Menkumham Tolak Pembatasan Penanganan Perkara oleh KPK, Ini Alasannya
Berita

Menkumham Tolak Pembatasan Penanganan Perkara oleh KPK, Ini Alasannya

Pemerintah memberikan persetujuan terhadap revisi sepanjang penguatan kelembagaan KPK.

Oleh:
RFQ
Bacaan 2 Menit
Menkumham Yasonna Laoly. Foto: RES
Menkumham Yasonna Laoly. Foto: RES
Dalam draf Revisi UU No.30 Tahun 2002 tentang Komisi Pemberantasan Korupsi (KPK), yang diusulkan DPR, kewenangan KPK dalam menangani perkara akan dibatasi berdasarkan jumlah kerugian negara. Namun, pemerintah menolak hal tersebut.  

“Tidak ada itu, tidak bisa itu,” ujar Menteri Hukum dan Hak Asasi Manusia (Menkumham), Yasonna H Laoly, di Gedung DPR, Rabu (3/2).

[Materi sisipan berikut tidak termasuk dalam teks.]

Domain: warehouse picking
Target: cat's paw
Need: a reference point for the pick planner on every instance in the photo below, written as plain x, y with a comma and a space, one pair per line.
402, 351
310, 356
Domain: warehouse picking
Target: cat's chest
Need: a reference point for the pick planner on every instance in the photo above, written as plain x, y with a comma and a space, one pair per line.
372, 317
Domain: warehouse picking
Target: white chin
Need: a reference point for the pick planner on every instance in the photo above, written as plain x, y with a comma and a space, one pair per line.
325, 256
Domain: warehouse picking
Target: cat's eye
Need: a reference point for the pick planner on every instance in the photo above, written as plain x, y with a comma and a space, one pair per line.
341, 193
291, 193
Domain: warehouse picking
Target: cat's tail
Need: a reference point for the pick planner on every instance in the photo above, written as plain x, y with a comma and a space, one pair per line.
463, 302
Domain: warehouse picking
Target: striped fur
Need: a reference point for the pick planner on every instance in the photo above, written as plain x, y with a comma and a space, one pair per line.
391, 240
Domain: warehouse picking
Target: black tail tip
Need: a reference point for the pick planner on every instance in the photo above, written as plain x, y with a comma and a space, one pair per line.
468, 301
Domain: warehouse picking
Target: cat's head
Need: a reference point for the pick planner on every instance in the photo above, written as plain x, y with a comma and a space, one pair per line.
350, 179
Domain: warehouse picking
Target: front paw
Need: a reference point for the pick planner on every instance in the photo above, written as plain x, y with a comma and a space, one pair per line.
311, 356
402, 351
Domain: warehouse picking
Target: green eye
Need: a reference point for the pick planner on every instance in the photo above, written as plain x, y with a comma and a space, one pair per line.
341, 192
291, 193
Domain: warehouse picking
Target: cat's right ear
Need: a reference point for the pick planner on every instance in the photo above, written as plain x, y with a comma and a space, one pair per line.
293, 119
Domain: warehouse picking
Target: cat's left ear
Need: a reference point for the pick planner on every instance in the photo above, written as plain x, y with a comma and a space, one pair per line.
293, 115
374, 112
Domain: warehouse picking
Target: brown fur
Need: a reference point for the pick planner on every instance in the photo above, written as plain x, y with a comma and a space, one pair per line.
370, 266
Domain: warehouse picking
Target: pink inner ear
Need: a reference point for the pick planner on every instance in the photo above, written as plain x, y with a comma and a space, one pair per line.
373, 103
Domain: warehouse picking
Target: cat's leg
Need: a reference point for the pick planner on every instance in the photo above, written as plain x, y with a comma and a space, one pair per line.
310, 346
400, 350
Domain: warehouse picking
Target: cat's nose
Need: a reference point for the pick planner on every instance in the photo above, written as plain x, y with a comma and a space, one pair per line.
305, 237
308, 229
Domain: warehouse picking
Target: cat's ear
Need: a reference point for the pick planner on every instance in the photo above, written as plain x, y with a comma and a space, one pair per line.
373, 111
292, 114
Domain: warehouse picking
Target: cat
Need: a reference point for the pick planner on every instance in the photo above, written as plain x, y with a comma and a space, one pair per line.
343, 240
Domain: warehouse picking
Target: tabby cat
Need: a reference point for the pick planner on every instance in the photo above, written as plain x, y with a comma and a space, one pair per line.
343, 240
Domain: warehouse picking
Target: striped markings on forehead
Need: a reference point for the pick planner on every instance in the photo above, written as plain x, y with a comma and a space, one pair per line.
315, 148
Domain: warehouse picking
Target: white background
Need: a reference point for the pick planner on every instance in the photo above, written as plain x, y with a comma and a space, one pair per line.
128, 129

KPK sebagai lembaga terdepan dalam pemberantasan korupsi sejatinya mesti diperluas kewenangannya dalam melakukan pemberantasan korupsi. Dengan membatasi ruang gerak KPK, bakal ‘memangkas’ kewenangan yang dimiliki KPK sebagai lembaga antirasuah itu. Dalam draf usulan yang diajukan, pihak pengusul ada 45 orang anggota dewan yang terdiri dari 6 fraksi.

Pasal 11 huruf b  draf  usulan pengusul menyatakan, “Dalam melaksanakan tugas sebagaimana dimaksud dalam Pasal 6 huruf c, Komisi Pemberantasan Korupsi berwenang  melakukan penyelidikan, penyidikan, dan penuntutan terhadap tindak pidana korupsi yang: b. menyangkut kerugian negara paling sedikit Rp25.000.000.000,00 (dua puluh lima milyar rupiah).

Bila merujuk pasal itu, maka KPK hanya dapat menyelidik dan menyidik perkara dengan nilai kerugian minimal Rp25 miliar. Sementara nilai kerugian negara  bawah Rp25 miliar, maka ditangani oleh kepolisian dan kejaksaan.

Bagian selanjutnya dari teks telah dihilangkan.